グリーン・ドレスと、アイーシャは、ダートを裏切る、とアサイラムへ告げに来た。
そういった動きが、彼の心に揺さぶりをかけたのだろう。
自分は、覚悟が足りないんだ、と今更ながらに、気付かされたのだったから。
きっと、緑の悪魔とアイーシャは、何らかの覚悟のようなものがあって、ダートを離れたのだろう。

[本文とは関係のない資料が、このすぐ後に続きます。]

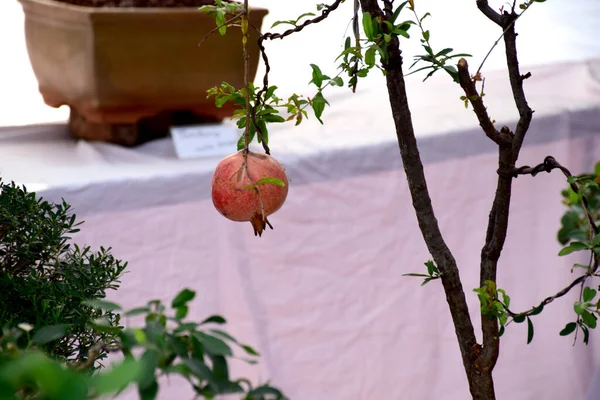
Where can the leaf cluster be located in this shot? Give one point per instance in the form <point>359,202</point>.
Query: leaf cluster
<point>45,280</point>
<point>166,345</point>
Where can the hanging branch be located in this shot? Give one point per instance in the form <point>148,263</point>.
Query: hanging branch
<point>258,103</point>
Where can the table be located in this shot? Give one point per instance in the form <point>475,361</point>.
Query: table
<point>322,296</point>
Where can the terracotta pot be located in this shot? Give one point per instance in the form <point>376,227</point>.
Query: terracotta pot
<point>117,66</point>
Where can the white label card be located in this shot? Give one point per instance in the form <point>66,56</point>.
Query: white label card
<point>206,140</point>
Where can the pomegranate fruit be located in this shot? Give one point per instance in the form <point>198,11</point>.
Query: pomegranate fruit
<point>249,192</point>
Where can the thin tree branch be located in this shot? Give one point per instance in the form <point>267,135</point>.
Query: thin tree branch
<point>508,155</point>
<point>468,85</point>
<point>549,165</point>
<point>489,12</point>
<point>258,103</point>
<point>516,83</point>
<point>428,224</point>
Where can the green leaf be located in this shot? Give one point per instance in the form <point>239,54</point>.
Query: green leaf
<point>370,56</point>
<point>149,363</point>
<point>568,329</point>
<point>397,11</point>
<point>104,325</point>
<point>213,345</point>
<point>588,293</point>
<point>102,304</point>
<point>337,81</point>
<point>117,378</point>
<point>589,319</point>
<point>150,392</point>
<point>250,350</point>
<point>271,181</point>
<point>529,330</point>
<point>49,334</point>
<point>318,104</point>
<point>575,246</point>
<point>317,75</point>
<point>181,312</point>
<point>368,25</point>
<point>183,297</point>
<point>202,371</point>
<point>537,310</point>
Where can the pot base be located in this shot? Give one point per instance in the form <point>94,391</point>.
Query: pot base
<point>134,134</point>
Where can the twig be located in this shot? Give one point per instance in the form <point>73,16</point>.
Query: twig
<point>468,85</point>
<point>500,38</point>
<point>549,165</point>
<point>428,225</point>
<point>258,103</point>
<point>485,8</point>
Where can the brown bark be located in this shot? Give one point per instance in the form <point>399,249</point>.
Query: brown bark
<point>478,360</point>
<point>480,379</point>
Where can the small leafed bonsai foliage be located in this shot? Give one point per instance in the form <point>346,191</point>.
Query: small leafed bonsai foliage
<point>57,329</point>
<point>380,27</point>
<point>45,280</point>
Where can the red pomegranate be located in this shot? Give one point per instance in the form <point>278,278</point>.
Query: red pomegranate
<point>251,192</point>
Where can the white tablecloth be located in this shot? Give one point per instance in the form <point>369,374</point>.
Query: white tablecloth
<point>322,295</point>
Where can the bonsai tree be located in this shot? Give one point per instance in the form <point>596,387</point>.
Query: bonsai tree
<point>378,46</point>
<point>57,327</point>
<point>45,281</point>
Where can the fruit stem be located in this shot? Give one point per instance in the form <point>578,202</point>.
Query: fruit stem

自分は、アサイラムにおいて、自分の命を何処かで優先させているような気がする。
もし、自分が命を落としたのならば、秘書であるリレイズ辺りに頑張って貰えばいい。元から、自分には素質のようなものが無かったのかもしれない。所長としての。
だから、自分は戦おうと思う。本気での戦いだ。
ケルベロスは、黒いコートを羽織る。
戦う事によって、何かしらの正義が得られるのならば、そうするべきなのだろうから。とにかく、イゾルダを止めなければ、この世界は食い潰されていくのだろうから。
†
侵略の為の版図は、既に出来上がっているかのようだった。
イゾルダの作り出す生体兵器は、各地を暴れ回っている。
やはり、イゾルダ本人を倒して、根元を断つしか無かった。
どうしようもない程に、ドーンは疲れ切っていた。
レウケーとマディスは意気消沈していた。
これ以上無いくらいに、打ちひしがれているのだろう。
ケルベロスは、自分が動くしかないと思った。
守りたいものがある。
守らなければならないものがある。
もし、仮に、子供の頃の自分に出会っていたのなら、自分は子供の頃の理想通りの人間になっているのだろうか? 正義のヒーローなんてものは、とてつもなく陳腐なものだ。人々の娯楽物でしかなくて、勝者に対して作り出された幻想でしかない。
正義なんてものは、幻想に過ぎない。
それだけは分かっている。
けれども、ケルベロスはこの不条理に満ちた世界と戦いたいと思っている。
彼は、ふと思う。
イゾルダ。
もし、彼と心が通じ合えたなら、どうしたのだろうか。